Prepare for the opening ceremonies this Friday, with some fascinating facts about the Winter Olympics. Have an ice day.
• The 2014 games are officially known as the XXII Olympic Winter Games. It’s the 22nd edition. The first took place in Chamonix, France, in 1924, just 28 years after the first modern-day Summer Olympics took place in Athens in 1896.
• Athletes from just 16 nations showed up to compete in 1924, including the U.S., Canada, Great Britain, Norway, Sweden, and Italy. No nations from Asia or South American were represented. By comparison, the 2010 games in Vancouver drew contenders from 82 countries.
• Newest Winter Olympics events: Skeleton, snowboarding, and curling. Well, sort of. Curling was a part of the 1924 games, but didn’t return until 1998, the same year snowboarding debuted. Skeleton, a single-person event in which athletes sled down a hill face-first at mind-numbing speed, was added in 2002 after brief runs in 1928 and 1948.
• The 1940 Winter Olympics were scheduled to be held in Sapporo, Japan, but were cancelled because of World War II. The same fate befell the 1944 Winter Olympics in Cortina d’Ampezzo, Italy. However both cities eventually got to host a games: Sapporo in 1972, and Cortina d’Ampezzo in 1956.
• First Olympics mascot: “Schuss,” a downhill skier designed for the 1968 Winter Olympics in Grenoble, France. The 2014 Sochi games will have three mascots: “Bely Mishka,” a polar bear, “Zaika,” a hare, and “Barsik,” a snow leopard.
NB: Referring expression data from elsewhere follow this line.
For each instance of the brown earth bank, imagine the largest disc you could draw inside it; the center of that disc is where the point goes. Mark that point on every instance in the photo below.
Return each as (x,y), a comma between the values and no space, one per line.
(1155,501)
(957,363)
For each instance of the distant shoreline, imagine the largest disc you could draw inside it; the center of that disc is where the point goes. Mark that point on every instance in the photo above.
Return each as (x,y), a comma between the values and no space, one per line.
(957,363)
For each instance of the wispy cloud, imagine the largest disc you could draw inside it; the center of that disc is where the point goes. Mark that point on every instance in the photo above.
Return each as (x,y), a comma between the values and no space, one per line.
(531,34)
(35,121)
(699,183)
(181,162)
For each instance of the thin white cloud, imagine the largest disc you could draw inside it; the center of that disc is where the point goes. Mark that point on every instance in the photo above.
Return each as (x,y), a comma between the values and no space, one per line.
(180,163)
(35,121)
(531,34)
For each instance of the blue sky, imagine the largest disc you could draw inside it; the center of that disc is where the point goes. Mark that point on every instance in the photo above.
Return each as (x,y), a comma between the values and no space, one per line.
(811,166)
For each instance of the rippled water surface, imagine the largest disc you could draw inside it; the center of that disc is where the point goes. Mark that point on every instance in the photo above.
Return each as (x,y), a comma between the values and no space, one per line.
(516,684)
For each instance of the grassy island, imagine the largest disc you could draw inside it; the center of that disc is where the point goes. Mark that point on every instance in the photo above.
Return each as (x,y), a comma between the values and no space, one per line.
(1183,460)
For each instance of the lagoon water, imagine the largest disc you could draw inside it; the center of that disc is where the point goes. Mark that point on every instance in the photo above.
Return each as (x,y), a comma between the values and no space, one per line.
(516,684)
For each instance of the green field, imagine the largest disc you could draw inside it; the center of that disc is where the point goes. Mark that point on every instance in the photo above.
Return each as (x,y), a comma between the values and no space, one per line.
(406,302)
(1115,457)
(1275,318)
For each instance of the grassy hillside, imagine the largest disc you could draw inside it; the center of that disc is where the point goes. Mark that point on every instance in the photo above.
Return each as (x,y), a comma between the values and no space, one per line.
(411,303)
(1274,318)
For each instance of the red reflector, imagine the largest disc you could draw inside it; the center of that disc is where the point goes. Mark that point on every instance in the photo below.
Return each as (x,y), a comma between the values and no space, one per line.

• Sochi isn’t known for its winter weather. The daytime temperatures in the area hit 50 degrees F on average this time of year. Sochi is more of a beach community, seeing as how it’s right next to the Black Sea. Outdoor events will be held at Krasnaya Polyana, a nearby ski resort, but officials are worried that there won’t be enough fresh powder. In order to prevent problems, they’ve been storing 710,000 cubic meters of “used” snow at a nearby facility. They’ve also got 500 “snow guns” that can make artificial snow if necessary.